L’aération artificielle et l’agitation de la colonne d’eau modifient les gradients verticaux, inhibant la sédimentation et la croissance des algues nocives. Cette méthode est particulièrement efficace dans les plans d’eau peu profonds mais nécessite une logistique conséquente pour le milieu marin ouvert.

Filtration et barrières physiques

L’installation de filets ou barrières flottantes vise à limiter la propagation des EAN, protégeant ainsi les zones sensibles telles que les sites aquacoles. Cependant, leur efficacité dépend fortement de la dynamique locale des marées et des courants.

Stratégies chimiques

Agents algicides

L’utilisation de produits chimiques, oxygène actif ou autres biocides, permet la destruction rapide des cellules phytoplanctoniques. Toutefois, ces applications peuvent entraîner des effets secondaires nocifs sur la biodiversité environnante et générer des sous-produits toxiques.

Floculation chimique

L’ajout de coagulants (ex : argile modifiée, sels d’aluminium) provoque l’agglomération et la décantation des algues nuisibles. Cette technique est privilégiée dans des contextes contrôlés mais suscite des interrogations concernant le devenir des sédiments formés.

Méthodes biologiques

Utilisation de prédateurs ou d’antagonistes

Certains organismes (zooplancton, bactéries spéciales, macroalgues) manifestent des capacités de régulation naturelle des populations d’algues toxiques via la prédation ou la compétition. Leur introduction ou leur renforcement dans les zones affectées fait l’objet de programmes pilotes en Asie et sur le pourtour méditerranéen.

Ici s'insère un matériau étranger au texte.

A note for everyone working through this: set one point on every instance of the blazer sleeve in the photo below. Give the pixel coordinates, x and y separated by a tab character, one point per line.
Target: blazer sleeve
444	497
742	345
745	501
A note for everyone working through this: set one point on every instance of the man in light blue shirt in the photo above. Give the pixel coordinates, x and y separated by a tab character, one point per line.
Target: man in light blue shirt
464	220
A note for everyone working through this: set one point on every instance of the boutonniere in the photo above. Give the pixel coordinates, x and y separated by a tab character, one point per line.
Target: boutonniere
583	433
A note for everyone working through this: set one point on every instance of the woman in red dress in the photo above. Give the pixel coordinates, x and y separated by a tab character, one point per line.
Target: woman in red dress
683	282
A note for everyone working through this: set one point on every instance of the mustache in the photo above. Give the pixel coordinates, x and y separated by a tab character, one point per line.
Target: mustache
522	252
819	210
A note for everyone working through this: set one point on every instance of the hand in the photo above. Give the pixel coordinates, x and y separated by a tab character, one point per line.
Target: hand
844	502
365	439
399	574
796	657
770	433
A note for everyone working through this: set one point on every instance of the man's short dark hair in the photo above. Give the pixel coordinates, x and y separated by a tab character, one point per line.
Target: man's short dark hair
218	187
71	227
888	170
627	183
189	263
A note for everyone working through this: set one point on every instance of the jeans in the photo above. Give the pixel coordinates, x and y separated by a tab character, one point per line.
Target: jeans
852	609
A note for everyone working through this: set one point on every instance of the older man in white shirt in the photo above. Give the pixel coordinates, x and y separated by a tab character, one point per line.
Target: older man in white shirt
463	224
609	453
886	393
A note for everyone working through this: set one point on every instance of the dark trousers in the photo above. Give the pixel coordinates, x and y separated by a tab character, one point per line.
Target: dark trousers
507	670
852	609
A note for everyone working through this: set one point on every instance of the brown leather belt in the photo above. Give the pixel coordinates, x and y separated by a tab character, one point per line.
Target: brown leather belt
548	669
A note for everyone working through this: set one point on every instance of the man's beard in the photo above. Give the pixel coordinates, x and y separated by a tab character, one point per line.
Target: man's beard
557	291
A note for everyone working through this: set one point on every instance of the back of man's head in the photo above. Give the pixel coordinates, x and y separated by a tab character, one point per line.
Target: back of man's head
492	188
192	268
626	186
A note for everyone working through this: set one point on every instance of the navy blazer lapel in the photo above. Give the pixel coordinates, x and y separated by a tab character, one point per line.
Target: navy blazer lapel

Biotechnologies émergentes

Les recherches récentes portent sur la manipulation de microbiomes aquatiques et l’édition génétique de bactéries marines antagonistes. Ces innovations visent à réguler de manière ciblée le développement des espèces nuisibles, tout en préservant l’intégrité de l’écosystème.

Stratégies écosystémiques et gestion intégrée

Réduction des apports en nutriments

Le contrôle à la source, par l’amélioration des réseaux de traitement des eaux usées et la restriction des intrants agricoles, demeure un pilier fondamental de la prévention des EAN. Les expériences menées dans diverses zones côtières démontrent que la limitation des flux azotés et phosphorés réduit la fréquence et l’intensité des efflorescences.

Surveillance et prévision

L’intégration de la télédétection satellitaire, de capteurs in situ et de modèles de prévision permet d’anticiper les épisodes d’EAN. La combinaison de données environnementales, biologiques et chimiques facilite la réaction rapide des autorités et la mise en œuvre de mesures d’urgence.

Défis opérationnels et contraintes environnementales

Malgré la diversité des méthodes évoquées, plusieurs obstacles persistent :

  • Limitations d’échelle et d’efficacité en environnement marin ouvert.
  • Risques pour la faune non ciblée et effets cumulatifs des approches chimiques.
  • Acceptabilité sociétale et réglementaire des interventions biologiques innovantes.

La nécessité d’un encadrement réglementaire strict, de protocoles d’évaluation environnementale et d’une concertation intersectorielle s’impose pour garantir la sécurité des solutions déployées.

Perspectives et recommandations

L’avenir du contrôle des EAN réside dans l’adoption de stratégies combinées, alliant prévention, surveillance proactive et intervention rapide en cas de crise. Les efforts doivent porter sur :

  • La démocratisation des outils de modélisation prédictive et de diagnostic précoce.
  • L’optimisation des dispositifs de réduction des nutriments à l’échelle des bassins versants.
  • Le développement de biotechnologies sûres, durables, et respectueuses de la biodiversité marine.

La coopération internationale et l’implication de multiples parties prenantes sont essentielles pour faire face à l’amplification prévue des EAN en lien avec le changement global.

Conclusion

La maîtrise des efflorescences algales nuisibles en milieu marin repose sur une synergie de moyens technologiques, écologiques et sociétaux. Une gestion adaptative, appuyée par une science robuste et une veille permanente, permettra non seulement de mieux contrôler les EAN, mais également de préserver la résilience et la productivité des écosystèmes marins à long terme.